They most he ate was 56, so you'd but 60-65 kibbles a day in the bowl. Change the food every 24 hours, as well as the water. You can count them out as you put them in a cup, if it doesn't fill the cup, you can draw a "fill to here" line. I use a 1/4 cup.

Week 1: Eating old food
Week 2: 1/4 new, 3/4 old (# of kibbles fed x 0.25 = # of new kibbles)
Week 3: 1/2 new, 1/2 old (# of kibbles fed x 0.50 = # of new kibbles)
Week 4: 3/4 new, 1/4 old (# of kibbles fed x 0.75 = # of new kibbles)
Week 5: Eating new food

*Water:*
Which brings me to, tap water is ok as long as there is nothing in it. I use tap, because I know it's safe, some people use filtered water and some use bottled water. When you get your baby, as your breeder for a bottle of their water. Slowly add your water to their water over a couple weeks.
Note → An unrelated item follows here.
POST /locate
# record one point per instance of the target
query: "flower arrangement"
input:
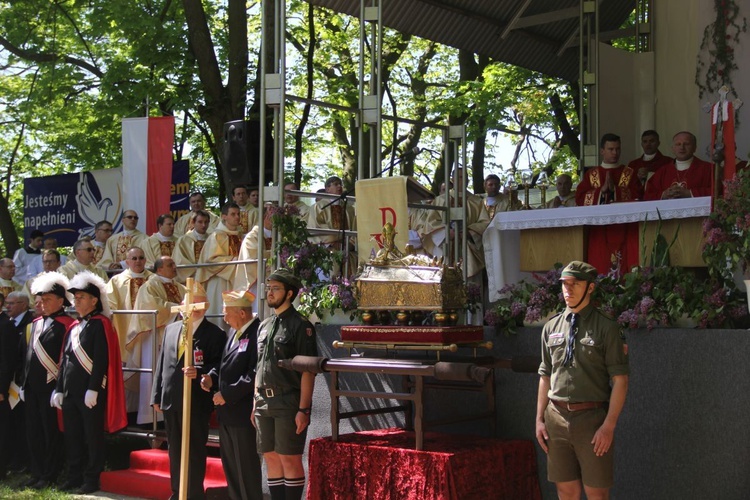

For switching food, don't start switching when you first bring baby home. Wait at least a week for him/her to settle it.

*Insects:*
Mealworms are good while hedgies are babies, because they have high fat. I personally use mealworms as a reward when my hedgies unball. Live mealworms are best  You can feed around 10 a day while s/he's a baby. Once a hedgie reaches 6 months, you want to cut fat in half. So kibble with less fat, and half the mealworms. Crickets are great for this, because they are low in fat. I buy them live, them put them in the freezer. Take them out 5 minutes before you want to feed them, and your good to go


----------



## Lilysmommy (Jan 7, 2009)

CanadienHedgie said:


> They can't have egg yolks.


I don't think I remember hearing that before...Why can't they have yolks?


----------



## CanadienHedgie (Feb 4, 2011)

Lilysmommy said:


> CanadienHedgie said:
> 
> 
> > They can't have egg yolks.
> ...


I think I read that on here. But I could be getting confused with some of my other animals?


----------



## MissC (Nov 15, 2010)

Eggs are fine in moderation...no more than one a week, I think is the rule?

I wouldn't worry about cooking them in a pan. I find it easiest to scramble one in the microwave and I just feed a teaspoonful.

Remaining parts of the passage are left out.